Dazu gibt es natürlich "Studien" die das klitzeklein bis zum Spatenstich und bis zur Leiter, die du zur Montage der Anlage brauchst, berechnen zu glauben. Sie kommen zu teilweise fantastischen "Erntefaktoren", insbesondere bei den Windmühlen. Eigenartig ist dann nur, dass sie de fakto nicht rentabel sind. Könnte das dann doch an dem überduchschnittlich hohen Energieeinsatz bei der Herstellung von Silizium oder immensen Handarbeit bei der Herstellung von Rotoren liegen? Obwohl das Silizium nun überwiegend mit asiatischem Strom hergestellt wird?

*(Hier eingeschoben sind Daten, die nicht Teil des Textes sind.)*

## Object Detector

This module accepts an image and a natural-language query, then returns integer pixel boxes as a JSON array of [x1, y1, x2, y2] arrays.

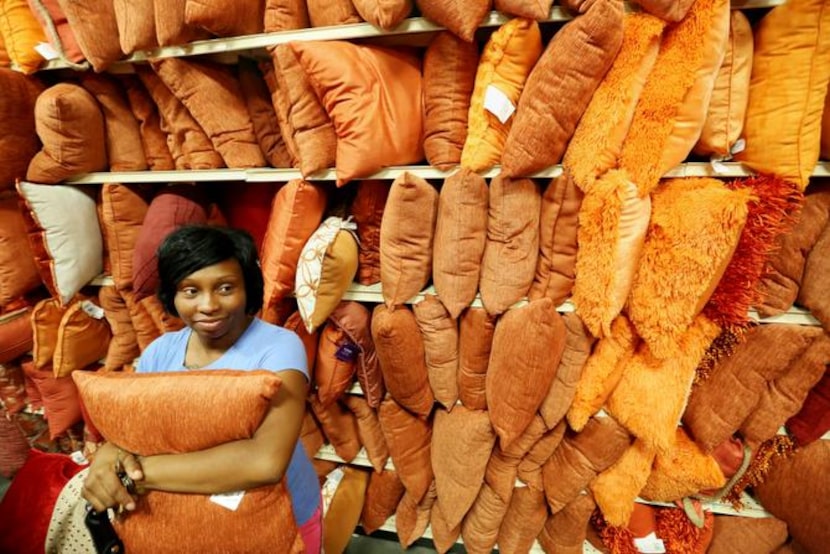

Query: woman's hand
[[82, 442, 144, 513]]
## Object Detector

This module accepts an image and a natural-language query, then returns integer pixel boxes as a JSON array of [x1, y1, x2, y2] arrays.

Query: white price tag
[[34, 42, 60, 61], [730, 138, 746, 156], [484, 84, 516, 124], [321, 467, 345, 516], [209, 490, 245, 511], [80, 300, 106, 320], [633, 532, 666, 554]]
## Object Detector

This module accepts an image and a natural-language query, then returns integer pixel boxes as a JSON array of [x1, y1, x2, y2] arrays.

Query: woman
[[82, 225, 322, 552]]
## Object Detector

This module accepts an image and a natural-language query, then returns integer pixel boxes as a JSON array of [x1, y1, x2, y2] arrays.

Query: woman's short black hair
[[156, 225, 264, 317]]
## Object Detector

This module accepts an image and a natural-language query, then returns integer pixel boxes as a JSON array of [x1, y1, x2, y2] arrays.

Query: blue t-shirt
[[137, 318, 320, 525]]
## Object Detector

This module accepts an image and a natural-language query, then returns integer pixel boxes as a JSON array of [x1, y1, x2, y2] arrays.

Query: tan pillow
[[55, 0, 121, 72], [478, 175, 540, 316], [501, 0, 625, 178], [53, 299, 111, 378], [154, 0, 208, 46], [313, 324, 357, 406], [306, 0, 361, 26], [457, 307, 496, 411], [460, 483, 509, 552], [0, 192, 40, 305], [422, 32, 478, 170], [0, 68, 43, 190], [413, 295, 458, 409], [361, 469, 405, 534], [516, 423, 567, 488], [432, 169, 488, 319], [264, 0, 309, 31], [378, 397, 433, 503], [429, 504, 461, 553], [379, 173, 438, 308], [113, 0, 156, 54], [98, 286, 139, 372], [26, 83, 107, 184], [352, 0, 410, 29], [415, 0, 491, 43], [395, 481, 436, 548], [537, 494, 596, 554], [309, 395, 361, 463], [342, 395, 388, 473], [497, 486, 548, 554], [238, 59, 292, 169], [184, 0, 263, 36], [371, 304, 434, 418], [486, 298, 566, 448], [120, 75, 175, 171], [351, 180, 389, 286]]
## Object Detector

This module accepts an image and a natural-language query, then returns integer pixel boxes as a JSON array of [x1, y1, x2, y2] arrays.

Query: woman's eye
[[181, 288, 198, 297], [218, 284, 234, 294]]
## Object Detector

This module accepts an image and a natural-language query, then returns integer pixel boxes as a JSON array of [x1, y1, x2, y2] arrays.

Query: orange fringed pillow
[[460, 18, 542, 172], [736, 0, 830, 191], [626, 178, 750, 360], [415, 0, 491, 43], [501, 0, 624, 179]]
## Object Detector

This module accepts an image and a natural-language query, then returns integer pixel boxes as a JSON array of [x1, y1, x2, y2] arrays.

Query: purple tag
[[335, 341, 360, 362]]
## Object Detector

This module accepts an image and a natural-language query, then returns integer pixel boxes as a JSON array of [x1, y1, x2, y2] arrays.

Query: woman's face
[[174, 258, 249, 344]]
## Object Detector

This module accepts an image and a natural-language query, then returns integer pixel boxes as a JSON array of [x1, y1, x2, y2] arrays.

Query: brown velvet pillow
[[343, 395, 389, 473], [415, 0, 491, 42], [478, 175, 540, 316], [361, 469, 405, 534], [457, 307, 496, 411], [378, 397, 433, 503], [238, 59, 292, 169], [309, 395, 361, 463], [422, 32, 478, 170], [486, 298, 566, 448], [0, 193, 40, 305], [0, 69, 43, 190], [351, 180, 389, 286], [413, 295, 458, 409], [306, 0, 361, 26], [154, 0, 209, 46], [184, 0, 263, 37], [432, 169, 488, 319], [152, 58, 266, 169], [99, 184, 153, 291], [55, 0, 121, 72], [113, 0, 157, 54], [371, 304, 434, 418], [352, 0, 410, 29], [264, 0, 309, 31], [26, 83, 107, 184], [98, 286, 139, 372], [79, 73, 147, 172], [328, 301, 384, 409], [379, 173, 438, 308]]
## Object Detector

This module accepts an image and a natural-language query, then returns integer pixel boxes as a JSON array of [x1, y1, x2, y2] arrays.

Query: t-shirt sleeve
[[135, 334, 172, 374], [260, 329, 309, 380]]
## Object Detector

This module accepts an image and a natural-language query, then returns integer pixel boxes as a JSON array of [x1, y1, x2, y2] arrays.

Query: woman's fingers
[[122, 452, 144, 482], [83, 465, 137, 512]]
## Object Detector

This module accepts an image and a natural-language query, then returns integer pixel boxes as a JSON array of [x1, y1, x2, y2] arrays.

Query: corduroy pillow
[[306, 0, 361, 26], [184, 0, 263, 37], [0, 69, 42, 190], [422, 32, 478, 170], [113, 0, 156, 54], [360, 469, 405, 534], [379, 173, 438, 308], [460, 482, 509, 552], [430, 499, 461, 553], [501, 0, 624, 178], [460, 18, 542, 172], [498, 485, 548, 553], [342, 395, 388, 473], [457, 307, 496, 411], [72, 370, 304, 553], [537, 494, 596, 554], [413, 295, 458, 409], [26, 83, 107, 184], [415, 0, 490, 43], [154, 0, 208, 46], [328, 301, 384, 409], [0, 0, 45, 73], [264, 0, 309, 31], [351, 180, 388, 286], [55, 0, 121, 72], [237, 59, 292, 169], [377, 397, 433, 503], [0, 193, 40, 305], [313, 323, 357, 406], [98, 286, 139, 372], [120, 75, 175, 171], [708, 515, 788, 554], [432, 169, 488, 319], [52, 299, 111, 378], [478, 175, 540, 316], [352, 0, 410, 29]]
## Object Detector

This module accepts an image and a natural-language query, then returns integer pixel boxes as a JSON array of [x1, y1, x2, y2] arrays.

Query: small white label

Vergessen wird sodann geflissentlich, dass die ganze Sache mangels Speicherung nur dann funktioniert, wenn die gesamte "grüne" Leistung ein zweites Mal in Form konventioneller Leistung vorgehalten werden muss. Und dass die Frequenz und die Leistung derzeit noch von dem grossen Anteil von aufwändig geregelten Grossanlagen geführt werden, wird auch verschwiegen. Diese konventionelle "Backup-Leistung" muss mit zunehmendem "grünem" Strom zunehmend auf und ab geregelt werden, was deren Wirkungsgrad (und wahrscheinlich auch Zuverlässigkeit) nachhaltig in den Keller zieht. D.h. auch der "konventionelle" Strom wird dadurch teurer.
  

Statistiken sind für Politiker wie Laternen für Säufer. Sie dienen mehr der Stütze, als der Erleuchtung.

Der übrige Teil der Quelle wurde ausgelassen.